Metabolic cluster 1 that has a reaction for cell growth rate as a representative reaction was also shown to influence high number of other clusters: cluster 3 (cysteine synthase and serine O-acetyltransferase), 6 (chorismate mutase), 9 (asparagine synthetase), 12 (phosphate transporter), 18 (NAD kinase) and 29 (phosphoglucomutase, O-succinylhomoserine lyase, phosphoglucosamine mutase, uridylate kinase and purine-nucleoside phosphorylase) (Figure 4). Unlike cluster 44, cluster 1 influences metabolically wider range of reactions, mostly related with amino acid biosynthesis (Figure 4). Cluster 1 itself is also composed of many amino acid-metabolic reactions. These evidences manifest that amino acid biosynthesis is a major submetabolism affected by changes in cell growth rate. This becomes obvious, considering the fact that protein constitutes more than half of total E. coli dry cellular weight . Appearance of transporter for sulfate in cluster 1 and phosphate in cluster 12 is also notable as biosynthesis of some amino acids requires these two inorganic molecules.

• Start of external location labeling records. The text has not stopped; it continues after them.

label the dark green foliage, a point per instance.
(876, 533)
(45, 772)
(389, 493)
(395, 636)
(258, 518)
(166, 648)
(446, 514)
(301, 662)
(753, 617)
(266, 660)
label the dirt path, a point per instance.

As cell growth rate is reduced upon knockout of lpdA , it is noteworthy to observe how the cluster 1 and 44, which contain reactions of cell growth rate and pyruvate dehydrogenase, respectively, are correlated in the global scale BN (Figure 2). Although these two clusters were both shown to influence cluster 29, and there is no direct influential path from cluster 44 to 1 or vice versa, we presume that reduction of the cell growth rate and fluxes of other functionally coordinated reactions in the cluster 1 were initially caused by the negatively affected reactions of cluster 29. This causal relationship becomes clearer when we consider the fact that phosphoglucomutase is the representative reaction of cluster 29, which converts glucose-6-phosphate to glucose-1-phosphate that is a precursor of glycogen and cell envelope, and highly associated with biomass formation. It was reported that excessive accumulation of glycogen in E. coli resulted in increased biomass formation, which, in some part, experimentally supports the correlation between cluster 1 and 29 . In turn, cluster 29 seems to have been affected by cluster 44 as inferred in the global scale BN because lpdA knockout mutant cannot efficiently generate energy for biosynthesis of biomass components, compared to the wild-type, due to the blocked pyruvate dehydrogenase that hinders further oxidation of glucose for oxidative phosphorylation (Figure 3). Here, it should be noted that, along with glycogen, enzymes involved in rather wider range of metabolisms, including amino acids, cell envelope, and nucleotides in cluster 29, indicate that various spots in the metabolic network are likely to be influenced by the removal of lpdA, which, in turn, might have negatively affected the cell growth rate. As a result, the global scale BN reveals closer positioning of cluster 1 and 44 through cluster 29.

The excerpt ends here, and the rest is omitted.